Articles

On Crowns and Communication (30-08-2008)


By all accounts we seem to have built an extraordinary monument in our midst.
It is another matter that the radical shift from the original vision of a sheltered, central sanctuary, harboring the richness and beauty of Material Nature, to this highly visible golden affirmation reigning over its own controlled environment – not a weed or a wild flower to mar the calibrated, enhanced green of its lawns – remains to this day unexplained.
Be that as it may, this uniquely remarkable monument, which we decidedly tend to claim as our very soul – and, sipping our coffee or consulting a file on-screen we like to gaze out the plate-windows and verify it is safely there – has now attained celebrity status and become the bonanza for any number of industries.

By most accounts it now seems that we are about to build a crown around it, perhaps to further underline what may not be sufficiently evident.
It is not an easy task to try and apply on the ground the logic of a master-plan which has hung for 40 years over the life of the collective and largely inhibited it, like the sword of the Ten Commandments, while the territory was, as a concession to other unextinguished logics, parceled out to various architects and builders.
But, we are told, money – and its magic – is there for it; therefore, let us go for at least a section, a sample of it.

Alright, then. Let us not forget, however, that we are talking of a road.
Any road, as any path for that matter, is an organ of communication. Wherever one goes, one needs it. And wherever are paths and roads, one is given the sense of the society that built them –of its ethics, of its priorities, of its ‘drive’.

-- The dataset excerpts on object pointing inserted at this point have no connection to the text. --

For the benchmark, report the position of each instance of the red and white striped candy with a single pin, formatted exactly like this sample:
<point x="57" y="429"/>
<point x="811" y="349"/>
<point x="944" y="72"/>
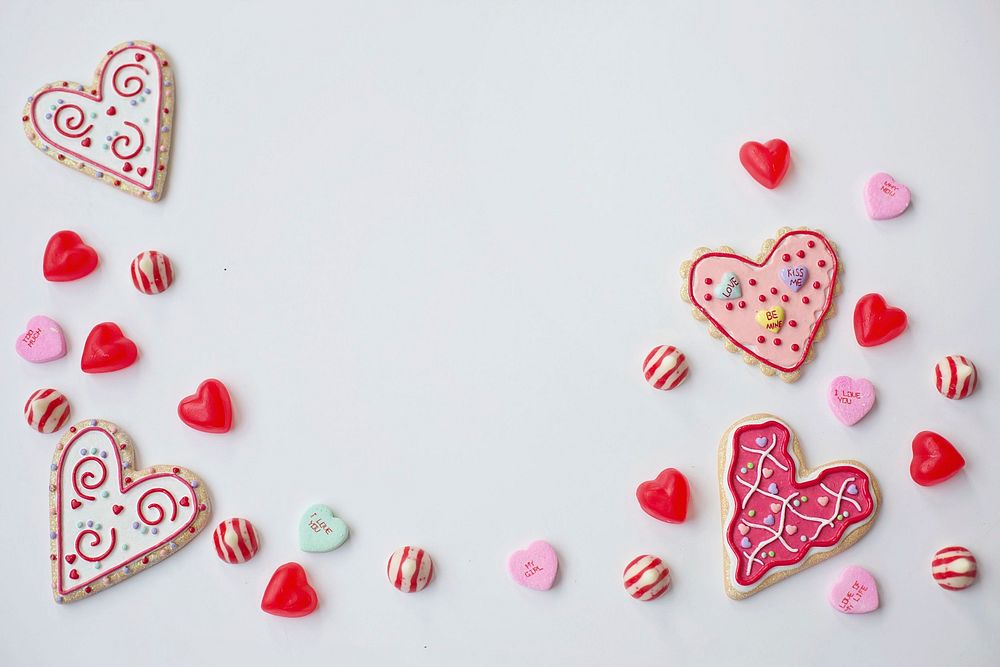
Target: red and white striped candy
<point x="646" y="578"/>
<point x="151" y="272"/>
<point x="410" y="569"/>
<point x="235" y="540"/>
<point x="954" y="568"/>
<point x="665" y="367"/>
<point x="47" y="410"/>
<point x="956" y="376"/>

In our area of the world, roads are nowadays hybrid and confused expressions at best: the larger society we live in is indeed confused and torn between altogether different sets of priorities and values.
And in our specific locale, roads that lead to our sacred monument through the neighboring villages are worn out, congested and misused by the increasing traffic that it attracts, not to mention the visits of those of exalted office for which blind machines clear the express way, throwing people’ front yards into benign chaos (are we not just a little bit responsible for this state of affairs and what do we propose to do about it?...).

Paths and roads of old used to gracefully carry history and testify to the mutual care shared in the present: there would be time, first and foremost, and space, and welcoming shades and stone benches to sit and rest on near open wells, and shrines and spots to retire.

If we are going to build a whole new road, we obviously must make sure it is worth it; that it is going to be not only of good practical import, but meaningful as well to all its eventual users. It must be an example to be emulated anywhere in its basic principles.
The means we choose to build it, the materials we select, the modes of circulation this road will promote, all these aspects of the task have been debated for years, and the condition of the earth today dictates the law of sustainability through all the steps of its materialization and usage.

But something more is required: the road we build must communicate some of the mode of physical existence we aspire to reach and open to in the future we aim to manifest, this future we are moving towards, this future that is on the road ahead of us.

And one crucial aspect of the spirit that alone may move us towards it is that of wholesome and constant participation: just as the simplicity of the method advocated by, for instance, wikipedia, everyone must be able to improve upon the features of the road we wish to travel, in a constant progress towards integrality of realization.
This is the only way to build a living road, a road that replenishes rather than depletes, a road for every inch of which care is given rather than one that aches under a litter of refuse or a pall of tar and concrete, a road every sign of which is a joy, a road that meets.